Had he pushed Sinhurma too far?
The sky offered its own cacoph
onous opinion; Horatio didn’t know what it meant, but it didn’t sound approving….
12
THE PHONE RANG TEN TIMES before someone picked it up. “Ms. Murayaki, please,” Horatio said. “Tell her it’s Lieutenant Caine.”
“Hello, Horatio,” Sun-Li’s cool voice replied. “My assistant’s not in and I’m in the field—my calls are being forwarded. I’d love to help you out, but I’m a little busy at the moment—”
“Too busy to help prevent another Heaven’s Gate?”
There was the briefest of pauses. “Okay, you’ve got my attention.
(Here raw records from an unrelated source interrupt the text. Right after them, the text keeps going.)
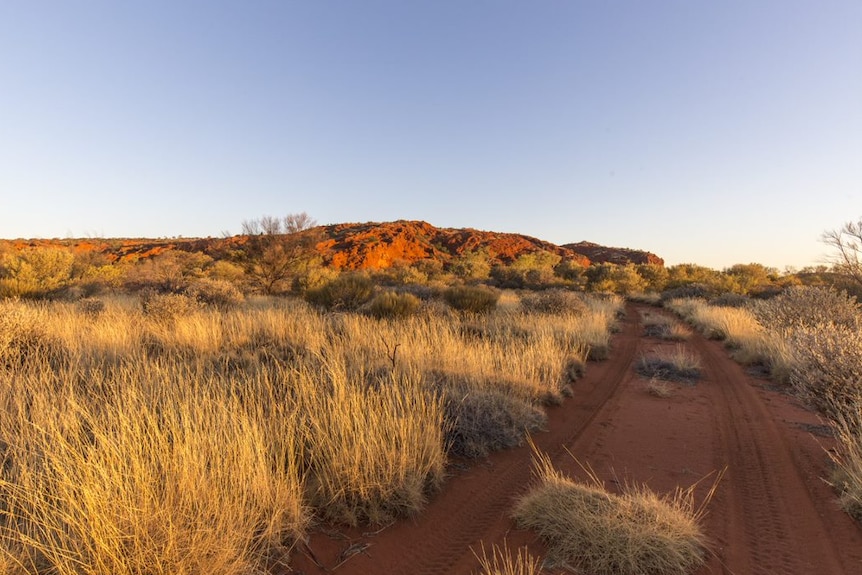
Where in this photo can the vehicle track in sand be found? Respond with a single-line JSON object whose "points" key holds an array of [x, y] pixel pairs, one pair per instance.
{"points": [[772, 512]]}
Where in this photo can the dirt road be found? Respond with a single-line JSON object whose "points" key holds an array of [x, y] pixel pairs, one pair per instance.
{"points": [[772, 513]]}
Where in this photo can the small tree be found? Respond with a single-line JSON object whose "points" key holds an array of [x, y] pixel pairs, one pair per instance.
{"points": [[846, 243], [35, 271], [279, 250]]}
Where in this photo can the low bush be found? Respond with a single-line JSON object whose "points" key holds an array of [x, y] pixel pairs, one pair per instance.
{"points": [[472, 299], [167, 307], [665, 327], [217, 293], [481, 420], [828, 370], [553, 301], [345, 293], [390, 304], [680, 365], [847, 477], [806, 306]]}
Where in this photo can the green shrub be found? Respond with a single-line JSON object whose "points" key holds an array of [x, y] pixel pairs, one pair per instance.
{"points": [[344, 293], [472, 299], [553, 301], [167, 307], [805, 306], [392, 304], [217, 293]]}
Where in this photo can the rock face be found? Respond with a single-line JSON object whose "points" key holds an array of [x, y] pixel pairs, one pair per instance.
{"points": [[367, 246], [380, 245], [602, 254]]}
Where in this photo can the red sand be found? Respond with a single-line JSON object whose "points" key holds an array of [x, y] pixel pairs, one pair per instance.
{"points": [[772, 512]]}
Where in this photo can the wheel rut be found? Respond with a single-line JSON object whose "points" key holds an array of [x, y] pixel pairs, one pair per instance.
{"points": [[771, 523], [473, 507]]}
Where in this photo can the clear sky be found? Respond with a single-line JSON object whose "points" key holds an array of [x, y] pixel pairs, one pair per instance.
{"points": [[711, 132]]}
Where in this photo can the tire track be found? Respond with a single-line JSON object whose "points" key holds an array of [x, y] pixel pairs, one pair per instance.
{"points": [[771, 525]]}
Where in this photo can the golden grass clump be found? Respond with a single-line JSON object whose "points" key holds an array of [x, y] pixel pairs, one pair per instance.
{"points": [[150, 440], [501, 561], [741, 331], [637, 532], [847, 477], [664, 327], [680, 365]]}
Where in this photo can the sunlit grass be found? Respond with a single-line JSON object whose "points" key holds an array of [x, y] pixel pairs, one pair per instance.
{"points": [[197, 440]]}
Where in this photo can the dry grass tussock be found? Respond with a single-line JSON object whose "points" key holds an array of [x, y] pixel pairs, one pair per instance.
{"points": [[847, 478], [502, 562], [208, 441], [664, 327], [809, 337], [681, 365], [750, 342], [636, 532]]}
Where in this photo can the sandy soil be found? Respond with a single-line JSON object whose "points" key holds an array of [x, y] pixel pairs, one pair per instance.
{"points": [[772, 513]]}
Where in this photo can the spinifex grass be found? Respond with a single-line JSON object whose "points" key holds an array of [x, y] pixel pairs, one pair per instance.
{"points": [[636, 532], [205, 441]]}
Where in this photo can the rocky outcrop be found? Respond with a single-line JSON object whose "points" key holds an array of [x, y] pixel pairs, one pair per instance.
{"points": [[604, 254]]}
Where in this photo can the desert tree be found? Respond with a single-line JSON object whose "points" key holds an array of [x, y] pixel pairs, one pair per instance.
{"points": [[279, 249], [846, 244], [35, 271]]}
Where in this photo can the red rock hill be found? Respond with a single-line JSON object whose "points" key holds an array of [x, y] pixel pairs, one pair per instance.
{"points": [[365, 246]]}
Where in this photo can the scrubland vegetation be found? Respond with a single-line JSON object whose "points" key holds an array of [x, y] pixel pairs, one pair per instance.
{"points": [[809, 339], [636, 532], [164, 434], [176, 414]]}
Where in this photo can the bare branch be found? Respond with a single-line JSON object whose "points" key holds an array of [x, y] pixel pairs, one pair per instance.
{"points": [[846, 242], [298, 222]]}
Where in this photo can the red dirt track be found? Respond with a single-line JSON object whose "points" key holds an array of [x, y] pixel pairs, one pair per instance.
{"points": [[772, 512]]}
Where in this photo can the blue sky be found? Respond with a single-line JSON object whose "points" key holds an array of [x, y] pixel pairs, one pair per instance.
{"points": [[707, 132]]}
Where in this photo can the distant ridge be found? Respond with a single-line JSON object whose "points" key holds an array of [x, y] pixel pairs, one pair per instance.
{"points": [[370, 246], [604, 254]]}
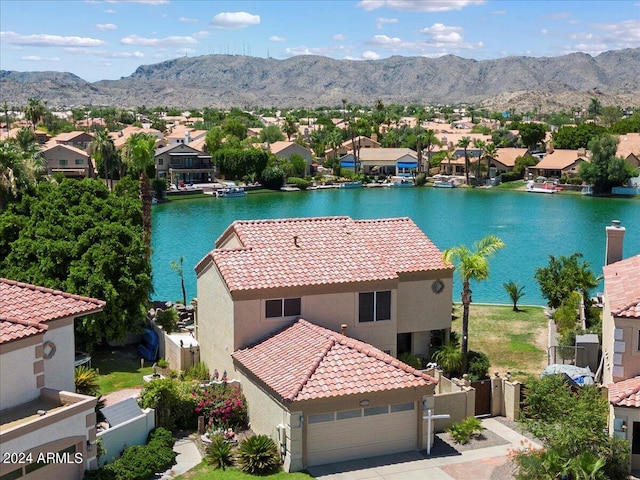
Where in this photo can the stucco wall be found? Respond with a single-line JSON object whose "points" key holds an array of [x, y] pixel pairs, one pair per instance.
{"points": [[17, 373], [215, 321], [133, 432], [58, 370]]}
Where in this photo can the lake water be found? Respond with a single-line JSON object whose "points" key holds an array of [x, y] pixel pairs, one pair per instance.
{"points": [[532, 226]]}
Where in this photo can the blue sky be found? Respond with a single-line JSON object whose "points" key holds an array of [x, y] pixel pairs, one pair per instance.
{"points": [[109, 39]]}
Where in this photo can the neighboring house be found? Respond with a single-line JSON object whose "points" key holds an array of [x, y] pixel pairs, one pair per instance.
{"points": [[284, 150], [559, 162], [505, 159], [347, 146], [70, 161], [382, 281], [621, 340], [179, 162], [77, 139], [629, 148], [384, 161], [40, 414]]}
What’s the situation?”
“I have a cult group that’s vanished. Two dozen people gone. Their leader is under suspicion for murder and I have to find him before he decides to do something drastic.”
A burst of static cut off her reply. “—ammit. Horatio? You there?”
“I am, but I didn’t quite catch that.”
“Look, we should talk in person. Can you meet me?”
“Certainly. Where are you?”
“A little off the beaten track, at the moment. I’ll give you directions.”
He pulled out a pen and notebook and jotted them down. “I’ll see you in about half an hour,” he said, and hung up.
The place she’d told him to go was past Florida City, on a citrus farm; he could smell the warm tang of grapefruit half a mile before he got to the place. Night had just fallen, and the crickets were loud enough to sound like they were seriously considering a march on the city.